Já não me refiro à violência física cada vez mais vulgarizada: filhos ou netos que maltratam pais e avós. Falo, sim, da violência silenciosa que as telhas encobrem. Ai se elas falassem… “Portugal é o que trata pior os idosos entre sete países europeus.”(JN,11-5-2017)

 “Ando exausto.” Já não me chegavam os filhos, agora ainda tenho o meu pai…” “Minha mãe está impossível!”
Estes ou outros lamentos similares quem os não ouviu? Anda toda a gente muito cansada… quando é preciso cuidar dos velhos… Deixemo-nos de eufemismos…

Pergunto-me se a legalização da eutanásia não poderia vir a constituir mais um motivo de sofrimento para quem se sente sobrecarga para os outros? E poderia camuflar mais uma forma refinada de violência psicológica sobre os velhos mais fragilizados. E nem é preciso que os familiares pressionem ou lhes lembrem a eutanásia… Basta um rosto mais carrancudo, uma palavra de enfado, um gesto de irritação… Vítimas do “complexo de culpa”, logo se vêm como culpados do sofrimento dos filhos. Atualmente, haverá quem peça ao “Senhor que o leve”. Outros limitar-se-ão a aceitar as leis da natureza (o suicídio é exceção). Se a eutanásia for legalizada, haverá sempre uma possibilidade em aberto… Terão de enfrentar uma decisão carregada de angústia. Que fazer? Prolongar os dias derradeiros, obrigando a família a suportá-los? Fazer sofrer quem ama só para ser fiel ao mandamento “não matarás…”? Continuar a infernizar a vida dos filhos ou libertá-los desse peso? Opção dolorosa, porque antinatural, sempre violenta e geradora de má-consciência. Quanta angústia! Será esse o caminho para uma morte digna? Merecerá tal pena quem passou a vida a “consumir-se” pelos outros? Poderá vir a ser legal mas nunca será justa para aqueles a quem tanto devemos. Não vemos pais a passar privações só para ajudar os filhos?
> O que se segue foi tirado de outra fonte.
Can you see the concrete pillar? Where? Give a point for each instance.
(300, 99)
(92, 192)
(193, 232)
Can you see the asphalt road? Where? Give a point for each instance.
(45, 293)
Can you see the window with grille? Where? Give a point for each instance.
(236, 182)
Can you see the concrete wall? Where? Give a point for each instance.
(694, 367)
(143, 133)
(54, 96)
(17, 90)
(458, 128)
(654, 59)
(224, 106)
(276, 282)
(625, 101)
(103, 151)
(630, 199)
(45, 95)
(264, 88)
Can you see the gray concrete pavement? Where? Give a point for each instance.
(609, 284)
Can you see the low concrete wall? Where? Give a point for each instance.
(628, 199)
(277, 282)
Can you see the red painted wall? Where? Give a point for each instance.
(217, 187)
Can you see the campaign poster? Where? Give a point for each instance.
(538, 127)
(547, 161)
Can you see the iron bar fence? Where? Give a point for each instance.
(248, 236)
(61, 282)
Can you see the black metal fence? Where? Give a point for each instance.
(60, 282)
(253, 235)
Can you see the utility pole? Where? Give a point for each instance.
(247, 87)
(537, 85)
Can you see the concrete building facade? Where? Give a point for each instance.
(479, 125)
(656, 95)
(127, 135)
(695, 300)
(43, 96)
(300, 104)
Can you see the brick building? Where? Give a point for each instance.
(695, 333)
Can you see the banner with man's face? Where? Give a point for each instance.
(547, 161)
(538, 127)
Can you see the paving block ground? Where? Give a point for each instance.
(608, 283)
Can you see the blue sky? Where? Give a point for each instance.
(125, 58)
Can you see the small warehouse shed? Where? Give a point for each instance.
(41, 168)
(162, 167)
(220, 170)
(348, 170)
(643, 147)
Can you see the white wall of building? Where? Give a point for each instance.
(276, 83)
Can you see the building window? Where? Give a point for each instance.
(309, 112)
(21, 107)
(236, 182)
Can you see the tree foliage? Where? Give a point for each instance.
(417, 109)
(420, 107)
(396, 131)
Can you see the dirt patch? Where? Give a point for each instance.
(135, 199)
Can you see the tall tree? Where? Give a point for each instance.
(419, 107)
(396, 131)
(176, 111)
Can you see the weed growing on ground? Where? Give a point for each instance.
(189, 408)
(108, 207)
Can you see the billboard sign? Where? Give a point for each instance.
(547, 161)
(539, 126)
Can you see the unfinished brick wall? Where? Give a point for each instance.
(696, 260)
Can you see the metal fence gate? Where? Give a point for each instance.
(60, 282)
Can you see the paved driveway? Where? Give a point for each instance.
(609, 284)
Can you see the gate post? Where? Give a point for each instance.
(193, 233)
Não há tanta gente a querer ser cremada só para não dar trabalho “aos-que-cá-ficam”?

A legalização da eutanásia iria tornar mais agonizantes os tempos derradeiros em que, mais do que a “bem morrer”, precisamos de quem nos ajude a “bem viver”.
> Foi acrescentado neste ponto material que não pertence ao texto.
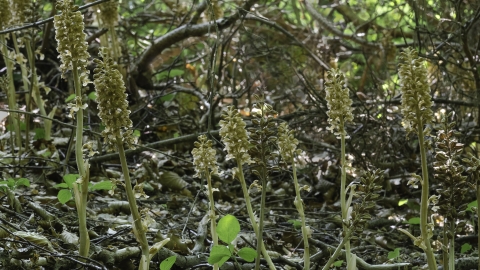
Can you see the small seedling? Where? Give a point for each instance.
(227, 230)
(65, 193)
(12, 184)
A todos os que sofrem, deixo um pensamento de Paul Claudel: “é pelo sofrimento que podemos sair de nós próprios e pelo sofrimento podemos deixar entrar o outro”. E o testemunho do P. Luís, de Oliveira do Douro: Eu bendigo a dor não somente porque o Divino Mestre a santificou, mas ainda porque, no padecimento próprio, avalio melhor o alheio.”